Hi all,
I assume I don't have to set the context, but I would like to start
thinking out loudly and discussing what Jailhouse can/should/has to do
in order to address the threats related to speculative execution.
The best news: Jailhouse runs on some processors, namely ARM Cortex-A7
and A53, that aren't affected by these attacks at all, simply due to a
lack of speculation. Sometimes slower is nicer...
Further good news: Meltdown is not our problem. It only affects setups
with shared address spaces, but both on x86 and ARM we switch them
completely when moving from guest to host context (and vice versa). The
issue may affect our guests, but that's not a hypervisor problem.
The bad news: All the Spectre attacks conceptually affect us on
vulnerable CPUs.
Now we could "simply" start porting all the current and future
mitigation patterns and extensions to the hypervisor core. Some actually
make sense, but I would like to start looking at the topic from a higher
perspective.
Both Spectre and Meltdown are confidentiality attacks.

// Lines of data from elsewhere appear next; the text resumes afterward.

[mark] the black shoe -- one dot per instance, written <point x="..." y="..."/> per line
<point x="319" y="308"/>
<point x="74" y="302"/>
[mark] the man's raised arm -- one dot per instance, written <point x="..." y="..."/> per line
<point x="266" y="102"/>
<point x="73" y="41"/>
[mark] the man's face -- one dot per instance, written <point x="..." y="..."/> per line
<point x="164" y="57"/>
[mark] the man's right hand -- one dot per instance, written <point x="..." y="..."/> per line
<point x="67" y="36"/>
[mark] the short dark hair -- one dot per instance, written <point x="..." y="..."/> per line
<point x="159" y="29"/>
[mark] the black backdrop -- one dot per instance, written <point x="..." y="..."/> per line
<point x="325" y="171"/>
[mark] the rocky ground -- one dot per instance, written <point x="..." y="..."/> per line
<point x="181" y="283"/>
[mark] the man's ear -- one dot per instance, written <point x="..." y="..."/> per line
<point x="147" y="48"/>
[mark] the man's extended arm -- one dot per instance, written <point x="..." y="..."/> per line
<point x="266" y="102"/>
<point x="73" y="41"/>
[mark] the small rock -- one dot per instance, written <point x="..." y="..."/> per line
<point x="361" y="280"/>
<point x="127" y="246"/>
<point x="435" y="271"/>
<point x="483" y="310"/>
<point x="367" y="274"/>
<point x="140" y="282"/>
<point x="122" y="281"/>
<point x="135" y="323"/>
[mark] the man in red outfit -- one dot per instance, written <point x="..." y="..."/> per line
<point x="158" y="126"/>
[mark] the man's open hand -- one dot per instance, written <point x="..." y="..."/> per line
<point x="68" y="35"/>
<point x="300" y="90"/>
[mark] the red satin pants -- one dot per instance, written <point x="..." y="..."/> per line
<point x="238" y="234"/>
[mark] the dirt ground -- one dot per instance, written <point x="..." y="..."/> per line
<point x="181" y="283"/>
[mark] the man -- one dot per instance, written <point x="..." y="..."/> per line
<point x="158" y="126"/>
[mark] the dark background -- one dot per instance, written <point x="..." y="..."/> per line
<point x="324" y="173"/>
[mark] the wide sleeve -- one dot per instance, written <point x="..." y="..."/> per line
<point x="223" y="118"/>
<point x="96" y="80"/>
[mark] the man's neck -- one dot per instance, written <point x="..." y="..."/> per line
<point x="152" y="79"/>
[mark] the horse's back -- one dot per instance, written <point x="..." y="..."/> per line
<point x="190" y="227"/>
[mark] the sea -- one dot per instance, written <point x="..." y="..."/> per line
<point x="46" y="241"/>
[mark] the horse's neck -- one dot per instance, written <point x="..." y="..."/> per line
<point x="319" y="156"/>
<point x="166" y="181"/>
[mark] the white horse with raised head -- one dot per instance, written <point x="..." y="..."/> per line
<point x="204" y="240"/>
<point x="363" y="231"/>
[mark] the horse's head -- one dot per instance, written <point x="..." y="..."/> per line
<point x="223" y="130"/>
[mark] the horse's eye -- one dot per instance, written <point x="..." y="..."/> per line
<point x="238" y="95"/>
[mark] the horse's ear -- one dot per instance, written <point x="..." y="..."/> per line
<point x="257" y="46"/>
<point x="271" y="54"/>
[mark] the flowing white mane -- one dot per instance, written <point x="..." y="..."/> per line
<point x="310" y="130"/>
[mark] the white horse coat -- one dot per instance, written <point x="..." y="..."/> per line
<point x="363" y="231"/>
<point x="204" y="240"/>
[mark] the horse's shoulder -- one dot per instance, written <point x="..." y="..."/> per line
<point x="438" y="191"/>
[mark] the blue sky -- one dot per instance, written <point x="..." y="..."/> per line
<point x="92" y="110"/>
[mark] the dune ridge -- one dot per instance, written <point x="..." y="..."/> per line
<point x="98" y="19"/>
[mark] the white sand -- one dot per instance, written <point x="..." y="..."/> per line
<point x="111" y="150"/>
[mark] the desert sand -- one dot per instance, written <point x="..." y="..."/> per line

So, what could
the Jailhouse hypervisor leak if it is running on a vulnerable CPU?
- Its binary code
=> not an asset, it's de facto public already (GPL)
- Its configuration
=> generally not an asset either because it doesn't contain secrets
like cryptographic keys or passwords, only platform information
and the partitioning setup
- RAM and other sensitive state information of guests
=> ok, now it's getting interesting
The key purpose of Jailhouse is to isolate guests from each other. If
one guest could trick the hypervisor to reveal secrets of another guest,
we failed.
But: you cannot leak what you do not know.
Jailhouse already has a couple of design properties that avoid direct or
indirect interference and leakage between guests:
- It has no means built in to share a logical CPU between multiple
guests. This differentiates Jailhouse significantly from the
hypervisors that run, e.g., in cloud environments.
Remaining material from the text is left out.